The watchdog has published a draft order containing provisions relating to mandatory tendering for fiduciary management, and disclosure of fees and performance information to current and prospective clients of investment consulting and fiduciary management firms.
The order follows the publication of the CMA's final report in December, which included a conclusion that the markets contained competition issues, particularly among firms which offer both investment consulting and fiduciary management services (IC-FM firms).
It also concluded that trustees did not have enough information to make well-informed decisions, and that those more engaged - via tendering, for example - often received services at a lower cost.
Divided into 11 parts, the order deals with the majority of the recommendations made in the final report, as well as some more general provisions around enforcement and reporting.

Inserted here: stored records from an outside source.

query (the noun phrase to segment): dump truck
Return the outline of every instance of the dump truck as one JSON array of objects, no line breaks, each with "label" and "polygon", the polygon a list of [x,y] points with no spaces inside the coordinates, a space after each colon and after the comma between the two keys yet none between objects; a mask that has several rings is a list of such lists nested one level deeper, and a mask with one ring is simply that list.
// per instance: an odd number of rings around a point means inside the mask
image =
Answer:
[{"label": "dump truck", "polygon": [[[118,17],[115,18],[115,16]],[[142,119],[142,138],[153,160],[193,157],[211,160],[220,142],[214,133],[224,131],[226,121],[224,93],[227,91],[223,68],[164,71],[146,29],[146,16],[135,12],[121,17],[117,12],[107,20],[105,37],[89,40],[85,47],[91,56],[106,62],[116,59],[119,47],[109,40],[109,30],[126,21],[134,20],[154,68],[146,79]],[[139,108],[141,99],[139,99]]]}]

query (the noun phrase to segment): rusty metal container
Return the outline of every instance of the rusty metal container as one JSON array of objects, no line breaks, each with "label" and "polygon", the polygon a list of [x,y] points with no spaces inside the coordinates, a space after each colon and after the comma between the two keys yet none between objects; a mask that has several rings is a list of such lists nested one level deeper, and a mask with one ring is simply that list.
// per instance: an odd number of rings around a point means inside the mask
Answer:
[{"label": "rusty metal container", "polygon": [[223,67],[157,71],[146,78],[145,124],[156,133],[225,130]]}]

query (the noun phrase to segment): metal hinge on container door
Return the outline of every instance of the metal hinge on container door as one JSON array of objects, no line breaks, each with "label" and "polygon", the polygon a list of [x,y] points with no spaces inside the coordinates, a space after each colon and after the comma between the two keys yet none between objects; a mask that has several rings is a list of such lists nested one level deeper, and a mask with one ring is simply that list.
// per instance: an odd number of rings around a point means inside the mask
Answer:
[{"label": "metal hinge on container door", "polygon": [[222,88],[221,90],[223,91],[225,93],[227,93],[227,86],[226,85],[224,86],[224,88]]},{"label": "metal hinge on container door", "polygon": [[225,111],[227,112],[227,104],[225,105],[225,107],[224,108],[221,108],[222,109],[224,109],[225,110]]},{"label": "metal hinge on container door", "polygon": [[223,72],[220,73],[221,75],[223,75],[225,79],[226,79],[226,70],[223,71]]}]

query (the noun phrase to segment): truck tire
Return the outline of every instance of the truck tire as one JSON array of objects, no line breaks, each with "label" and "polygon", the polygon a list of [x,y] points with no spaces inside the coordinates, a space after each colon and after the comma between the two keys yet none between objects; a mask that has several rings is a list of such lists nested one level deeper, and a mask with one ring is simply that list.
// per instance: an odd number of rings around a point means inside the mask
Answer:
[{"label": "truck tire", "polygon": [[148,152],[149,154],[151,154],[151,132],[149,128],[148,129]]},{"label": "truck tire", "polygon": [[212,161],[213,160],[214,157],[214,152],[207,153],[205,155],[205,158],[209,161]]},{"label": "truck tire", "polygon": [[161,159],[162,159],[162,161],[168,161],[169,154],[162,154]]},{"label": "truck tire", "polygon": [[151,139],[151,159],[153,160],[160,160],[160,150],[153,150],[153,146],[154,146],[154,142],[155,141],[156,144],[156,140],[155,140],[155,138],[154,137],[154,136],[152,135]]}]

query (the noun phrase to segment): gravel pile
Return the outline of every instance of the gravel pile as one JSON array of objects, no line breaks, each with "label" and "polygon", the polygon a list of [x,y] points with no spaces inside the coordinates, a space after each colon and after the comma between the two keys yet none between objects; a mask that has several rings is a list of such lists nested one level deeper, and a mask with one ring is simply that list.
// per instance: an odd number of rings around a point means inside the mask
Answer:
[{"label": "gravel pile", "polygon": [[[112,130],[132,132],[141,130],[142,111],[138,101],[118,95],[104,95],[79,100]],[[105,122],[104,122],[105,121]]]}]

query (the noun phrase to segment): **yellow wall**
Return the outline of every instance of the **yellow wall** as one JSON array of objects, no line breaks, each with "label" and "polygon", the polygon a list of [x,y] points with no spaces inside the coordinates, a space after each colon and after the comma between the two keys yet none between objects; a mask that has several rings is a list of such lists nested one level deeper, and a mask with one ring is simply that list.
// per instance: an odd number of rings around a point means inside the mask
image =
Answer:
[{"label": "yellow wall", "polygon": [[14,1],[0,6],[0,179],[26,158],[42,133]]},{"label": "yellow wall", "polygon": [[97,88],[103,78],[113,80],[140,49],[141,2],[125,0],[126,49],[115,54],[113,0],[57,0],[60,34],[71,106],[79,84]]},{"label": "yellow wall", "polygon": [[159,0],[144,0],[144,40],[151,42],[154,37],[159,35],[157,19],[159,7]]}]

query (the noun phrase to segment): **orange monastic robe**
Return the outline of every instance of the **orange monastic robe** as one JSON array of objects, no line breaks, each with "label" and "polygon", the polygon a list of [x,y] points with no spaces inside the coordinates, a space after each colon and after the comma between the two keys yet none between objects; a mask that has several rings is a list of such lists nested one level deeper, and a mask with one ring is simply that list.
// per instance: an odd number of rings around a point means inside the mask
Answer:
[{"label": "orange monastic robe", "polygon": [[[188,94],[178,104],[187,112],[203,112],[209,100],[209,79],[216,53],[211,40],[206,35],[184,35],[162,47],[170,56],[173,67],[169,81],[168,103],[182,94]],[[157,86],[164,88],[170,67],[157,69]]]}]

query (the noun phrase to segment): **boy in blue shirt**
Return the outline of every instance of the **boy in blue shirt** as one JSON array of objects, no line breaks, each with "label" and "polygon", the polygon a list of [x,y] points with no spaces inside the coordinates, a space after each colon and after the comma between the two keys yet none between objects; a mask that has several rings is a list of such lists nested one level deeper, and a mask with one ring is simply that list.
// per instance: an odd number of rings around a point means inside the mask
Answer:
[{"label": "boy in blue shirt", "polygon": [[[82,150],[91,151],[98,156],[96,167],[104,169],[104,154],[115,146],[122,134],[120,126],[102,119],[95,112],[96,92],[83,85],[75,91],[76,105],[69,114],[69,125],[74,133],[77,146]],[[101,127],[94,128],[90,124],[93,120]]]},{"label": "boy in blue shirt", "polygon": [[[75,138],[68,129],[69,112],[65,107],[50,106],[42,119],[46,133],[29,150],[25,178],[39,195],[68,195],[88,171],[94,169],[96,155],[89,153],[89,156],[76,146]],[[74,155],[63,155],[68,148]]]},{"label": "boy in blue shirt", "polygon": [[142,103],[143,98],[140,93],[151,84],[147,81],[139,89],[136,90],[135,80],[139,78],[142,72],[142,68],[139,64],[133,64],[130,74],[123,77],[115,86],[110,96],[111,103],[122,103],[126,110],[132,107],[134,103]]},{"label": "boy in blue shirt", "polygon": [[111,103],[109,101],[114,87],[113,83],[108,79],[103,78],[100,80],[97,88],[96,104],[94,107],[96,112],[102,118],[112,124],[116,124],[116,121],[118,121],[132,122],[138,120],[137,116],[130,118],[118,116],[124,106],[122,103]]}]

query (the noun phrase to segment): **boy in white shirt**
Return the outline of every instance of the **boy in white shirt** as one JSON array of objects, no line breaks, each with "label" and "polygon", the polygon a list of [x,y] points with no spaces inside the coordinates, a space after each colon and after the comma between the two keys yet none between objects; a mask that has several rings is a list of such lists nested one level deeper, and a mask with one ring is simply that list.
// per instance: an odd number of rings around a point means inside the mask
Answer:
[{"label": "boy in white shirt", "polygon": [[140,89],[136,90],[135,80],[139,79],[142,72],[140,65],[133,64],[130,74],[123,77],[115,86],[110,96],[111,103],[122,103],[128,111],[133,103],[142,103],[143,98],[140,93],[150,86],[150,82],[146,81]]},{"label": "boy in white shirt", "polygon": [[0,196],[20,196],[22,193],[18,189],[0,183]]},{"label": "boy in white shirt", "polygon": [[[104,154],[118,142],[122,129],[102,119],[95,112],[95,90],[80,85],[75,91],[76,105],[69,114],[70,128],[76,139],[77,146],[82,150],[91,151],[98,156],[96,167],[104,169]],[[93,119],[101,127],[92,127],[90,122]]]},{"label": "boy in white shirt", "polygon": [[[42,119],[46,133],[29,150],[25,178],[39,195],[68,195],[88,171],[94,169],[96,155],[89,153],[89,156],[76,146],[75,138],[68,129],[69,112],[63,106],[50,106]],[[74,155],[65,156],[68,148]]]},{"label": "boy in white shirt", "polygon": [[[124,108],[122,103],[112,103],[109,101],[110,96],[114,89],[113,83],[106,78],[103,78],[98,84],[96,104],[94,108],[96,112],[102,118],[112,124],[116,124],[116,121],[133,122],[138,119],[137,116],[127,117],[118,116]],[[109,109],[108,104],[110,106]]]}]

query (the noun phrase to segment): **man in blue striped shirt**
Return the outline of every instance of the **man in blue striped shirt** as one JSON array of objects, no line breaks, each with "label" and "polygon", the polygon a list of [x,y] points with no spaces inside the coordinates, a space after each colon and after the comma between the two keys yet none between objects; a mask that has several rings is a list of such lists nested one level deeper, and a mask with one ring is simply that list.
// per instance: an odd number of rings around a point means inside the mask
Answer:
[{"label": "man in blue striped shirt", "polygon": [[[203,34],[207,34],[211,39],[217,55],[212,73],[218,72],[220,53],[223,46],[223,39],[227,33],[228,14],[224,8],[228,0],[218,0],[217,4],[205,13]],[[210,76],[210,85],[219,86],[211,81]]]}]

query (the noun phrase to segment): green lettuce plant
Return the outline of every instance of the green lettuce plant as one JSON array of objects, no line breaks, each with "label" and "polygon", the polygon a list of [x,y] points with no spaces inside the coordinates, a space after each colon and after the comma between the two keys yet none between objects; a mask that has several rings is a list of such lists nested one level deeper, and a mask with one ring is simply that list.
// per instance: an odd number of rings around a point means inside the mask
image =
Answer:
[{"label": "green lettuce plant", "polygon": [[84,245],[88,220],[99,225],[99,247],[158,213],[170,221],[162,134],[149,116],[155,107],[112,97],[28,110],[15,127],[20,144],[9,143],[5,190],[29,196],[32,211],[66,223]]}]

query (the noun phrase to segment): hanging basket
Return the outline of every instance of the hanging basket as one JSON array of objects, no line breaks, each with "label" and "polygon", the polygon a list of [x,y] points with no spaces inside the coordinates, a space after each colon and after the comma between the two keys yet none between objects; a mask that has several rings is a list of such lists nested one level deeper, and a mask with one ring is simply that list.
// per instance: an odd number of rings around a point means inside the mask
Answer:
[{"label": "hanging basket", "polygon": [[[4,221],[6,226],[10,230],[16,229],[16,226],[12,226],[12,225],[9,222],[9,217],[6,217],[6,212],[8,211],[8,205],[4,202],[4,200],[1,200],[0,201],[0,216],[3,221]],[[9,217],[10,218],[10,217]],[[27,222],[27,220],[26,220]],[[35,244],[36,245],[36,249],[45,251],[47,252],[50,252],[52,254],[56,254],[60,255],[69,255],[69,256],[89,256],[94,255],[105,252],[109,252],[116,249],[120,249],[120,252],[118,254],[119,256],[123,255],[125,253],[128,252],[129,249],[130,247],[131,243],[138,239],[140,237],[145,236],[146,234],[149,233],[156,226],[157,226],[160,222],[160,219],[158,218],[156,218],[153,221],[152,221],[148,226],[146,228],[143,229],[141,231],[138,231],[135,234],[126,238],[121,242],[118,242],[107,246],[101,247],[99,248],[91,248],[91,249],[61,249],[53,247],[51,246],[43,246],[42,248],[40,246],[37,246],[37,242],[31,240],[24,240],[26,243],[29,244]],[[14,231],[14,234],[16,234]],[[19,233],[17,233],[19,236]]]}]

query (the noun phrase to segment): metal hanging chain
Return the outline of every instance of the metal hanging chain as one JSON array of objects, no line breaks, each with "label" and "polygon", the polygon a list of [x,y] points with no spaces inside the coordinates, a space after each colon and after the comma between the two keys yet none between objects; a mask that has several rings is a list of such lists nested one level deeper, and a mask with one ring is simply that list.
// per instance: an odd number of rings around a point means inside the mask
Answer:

Once enacted, immediate action will be required on the use of a standardised methodology and template for reporting of fiduciary manager's past performance; and obligations on trustees, and firms providing either or both of fiduciary management and investment consulting services to provide compliance statements to the CMA.
The remainder of the remedies will come into force six months later, although schemes will be given up to five years to re-tender for an existing fiduciary management mandate, and those with existing mandates exceeding five years will also enjoy a two-year grace period.
The order also outlines that the remedies requiring trustees to take action will not apply to public sector schemes - as defined in section 318 of the Pensions Act 2004 - or master trusts where an IC-FM firm is a scheme strategist or scheme funder under The Pensions Regulator's authorisation regime.
Industry participants are encouraged to provide feedback on the draft order with a deadline for responses set as the morning of 13 March.
The CMA has previously indicated it plans to enact the order by the end of June.